Distanciation sociale ne voulait pas dire s’éloigner des autres mais nous invitait à affirmer notre proximité avec les autres, en marquant une certaine distance spatiale avec eux pour que nous puissions continuer à nous côtoyer.
Geste barrière qui n’était pas là pour marquer des espaces différenciés, mais pour nous inviter à inventer une proximité relationnelle d’une autre façon que par le passé, moins corporelle, mais tout aussi affectueuse.
La quarantaine était une notion liée à l’histoire du Moyen Age lorsque sévissaient les épidémies de peste et de choléra. Alors que nous l’avions oublié, le Coronavirus nous a fait redécouvrir la normalité des choses: les maladies virales sont volatiles et insaisissables, elles se déplacent au gré du vent et des mouvements humains.

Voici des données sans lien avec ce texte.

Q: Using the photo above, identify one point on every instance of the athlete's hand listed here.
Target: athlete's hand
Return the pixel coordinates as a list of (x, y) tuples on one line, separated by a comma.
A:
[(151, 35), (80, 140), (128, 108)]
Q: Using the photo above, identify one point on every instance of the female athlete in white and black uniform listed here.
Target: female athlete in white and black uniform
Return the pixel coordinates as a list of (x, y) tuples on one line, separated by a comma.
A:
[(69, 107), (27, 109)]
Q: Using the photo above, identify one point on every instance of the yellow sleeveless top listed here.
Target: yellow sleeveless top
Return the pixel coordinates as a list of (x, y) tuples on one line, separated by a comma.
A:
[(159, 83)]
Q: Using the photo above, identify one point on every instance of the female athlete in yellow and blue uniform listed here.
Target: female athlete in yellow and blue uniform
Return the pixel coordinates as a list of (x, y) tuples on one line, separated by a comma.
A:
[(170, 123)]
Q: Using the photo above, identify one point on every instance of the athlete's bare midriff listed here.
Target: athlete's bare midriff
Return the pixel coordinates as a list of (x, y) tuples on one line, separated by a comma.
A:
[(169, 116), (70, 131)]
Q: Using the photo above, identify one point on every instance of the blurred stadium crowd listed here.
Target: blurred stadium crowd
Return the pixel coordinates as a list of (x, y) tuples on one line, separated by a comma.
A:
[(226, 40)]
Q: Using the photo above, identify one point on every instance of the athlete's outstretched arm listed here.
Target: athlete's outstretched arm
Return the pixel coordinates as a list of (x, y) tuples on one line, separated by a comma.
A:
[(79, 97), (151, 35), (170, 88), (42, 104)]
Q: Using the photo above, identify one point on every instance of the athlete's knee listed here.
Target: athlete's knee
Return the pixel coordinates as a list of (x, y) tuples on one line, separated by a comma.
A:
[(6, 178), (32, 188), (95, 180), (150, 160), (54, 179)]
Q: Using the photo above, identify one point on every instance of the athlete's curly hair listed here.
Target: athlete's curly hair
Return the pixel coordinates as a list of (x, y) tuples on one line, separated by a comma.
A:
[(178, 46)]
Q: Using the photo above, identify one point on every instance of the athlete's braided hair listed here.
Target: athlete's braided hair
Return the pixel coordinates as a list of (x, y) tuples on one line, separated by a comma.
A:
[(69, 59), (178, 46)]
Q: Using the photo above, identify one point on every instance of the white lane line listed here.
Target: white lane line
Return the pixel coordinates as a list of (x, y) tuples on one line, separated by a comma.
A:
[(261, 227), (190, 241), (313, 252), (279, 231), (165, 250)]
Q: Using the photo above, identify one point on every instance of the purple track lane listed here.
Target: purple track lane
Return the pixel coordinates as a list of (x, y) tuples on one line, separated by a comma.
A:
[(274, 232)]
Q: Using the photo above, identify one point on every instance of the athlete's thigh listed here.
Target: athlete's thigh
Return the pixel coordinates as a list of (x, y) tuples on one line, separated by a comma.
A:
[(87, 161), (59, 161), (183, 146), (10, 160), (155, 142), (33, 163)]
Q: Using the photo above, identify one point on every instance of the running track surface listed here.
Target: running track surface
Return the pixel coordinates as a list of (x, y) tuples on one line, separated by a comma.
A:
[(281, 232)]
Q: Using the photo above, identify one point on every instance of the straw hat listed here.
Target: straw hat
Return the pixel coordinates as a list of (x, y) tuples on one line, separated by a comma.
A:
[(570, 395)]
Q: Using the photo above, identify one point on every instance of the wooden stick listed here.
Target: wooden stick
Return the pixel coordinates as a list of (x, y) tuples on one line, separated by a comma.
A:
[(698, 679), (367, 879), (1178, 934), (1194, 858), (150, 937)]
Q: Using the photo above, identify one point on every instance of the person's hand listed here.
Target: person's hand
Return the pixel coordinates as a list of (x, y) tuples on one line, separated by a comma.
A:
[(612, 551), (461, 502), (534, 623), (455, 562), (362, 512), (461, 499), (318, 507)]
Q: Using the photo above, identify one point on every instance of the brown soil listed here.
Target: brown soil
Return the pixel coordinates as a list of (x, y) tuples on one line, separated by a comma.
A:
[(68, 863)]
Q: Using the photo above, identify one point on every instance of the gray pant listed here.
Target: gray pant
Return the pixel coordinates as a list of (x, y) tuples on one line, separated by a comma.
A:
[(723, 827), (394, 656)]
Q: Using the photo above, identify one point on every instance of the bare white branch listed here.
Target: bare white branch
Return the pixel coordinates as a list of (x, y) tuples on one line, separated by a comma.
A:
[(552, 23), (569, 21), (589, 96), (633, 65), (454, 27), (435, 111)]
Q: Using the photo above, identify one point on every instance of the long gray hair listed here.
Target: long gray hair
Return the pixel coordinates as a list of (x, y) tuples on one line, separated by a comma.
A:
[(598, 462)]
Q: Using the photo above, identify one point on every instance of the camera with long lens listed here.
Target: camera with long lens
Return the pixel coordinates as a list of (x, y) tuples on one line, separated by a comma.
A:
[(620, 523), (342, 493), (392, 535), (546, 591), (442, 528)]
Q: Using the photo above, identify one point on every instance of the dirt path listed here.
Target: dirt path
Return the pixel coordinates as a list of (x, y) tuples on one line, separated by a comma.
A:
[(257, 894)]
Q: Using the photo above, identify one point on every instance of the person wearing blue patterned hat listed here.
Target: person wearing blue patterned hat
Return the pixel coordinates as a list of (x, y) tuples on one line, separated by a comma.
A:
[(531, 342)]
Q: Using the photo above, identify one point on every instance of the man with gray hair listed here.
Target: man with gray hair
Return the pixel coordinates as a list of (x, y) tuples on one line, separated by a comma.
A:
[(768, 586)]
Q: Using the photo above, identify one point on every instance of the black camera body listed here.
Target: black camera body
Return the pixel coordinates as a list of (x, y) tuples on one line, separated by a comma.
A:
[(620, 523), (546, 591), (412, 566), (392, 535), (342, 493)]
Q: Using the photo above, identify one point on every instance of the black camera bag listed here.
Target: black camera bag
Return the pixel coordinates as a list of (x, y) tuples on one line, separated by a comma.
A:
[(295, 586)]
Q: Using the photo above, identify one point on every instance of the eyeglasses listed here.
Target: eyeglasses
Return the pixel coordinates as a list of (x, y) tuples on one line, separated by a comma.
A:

L’épidémie s’est répandue dans le monde, alors que nous avions oublié que cela pouvait être. Le souvenir de la grippe aviaire H5N1, en 2008, avait quitté nos esprits. De ce fait, l’émergence du Coronavirus a été ressentie comme une fragilisation de notre être car, jusque-là, nous avions un sentiment d’invincibilité presque totale. Des personnesont été qualifiées à risque, comme si nous n’étions pas tous fragiles etvulnérables. Nous avions oublié que notre corps d’adultes s’affaiblissait de jour en jour, imperceptiblement. Cela a remis en place nos pensées et nous a fait redécouvrir non pas uniquement la fragilité de notre existence, mais aussi le rare bonheur de réaliser que nous vivions, que chaque matin nous nous réveillions et pouvions envisager une journée nouvelle de vie et d’action, sauf durant le confinement lorsque certains se sont sentis déconnectés et vécurent dans un grand désarroi.
Face à cette pandémie qui nous déstabilise, nous pouvons nous plaindre, nous pouvons dire que cela est injuste. Ces pensées et ces paroles sont futiles. Elles révèlent notre cécité et à notre inadéquation à penser sereinement notre normalité qui s’exprime en deux mots: dépendance et vulnérabilité.
D’autres termes peuvent nous faire frémir, comme celui de tri. Est-il possible de choisir entre les malades? Ce terme de tri en rappelle un autre, à la descente d’un train, sur une rampe qui menait aux baraquements pour ceux qui semblaient les plus forts, et aux chambres à gaz pour ceux qui semblaient les plus faibles. Mais aujourd’hui, Dieu merci, il est plus question de hiérarchisation que de tri.
Que dit notre Tradition si un choix ou une hiérarchisation s’imposent.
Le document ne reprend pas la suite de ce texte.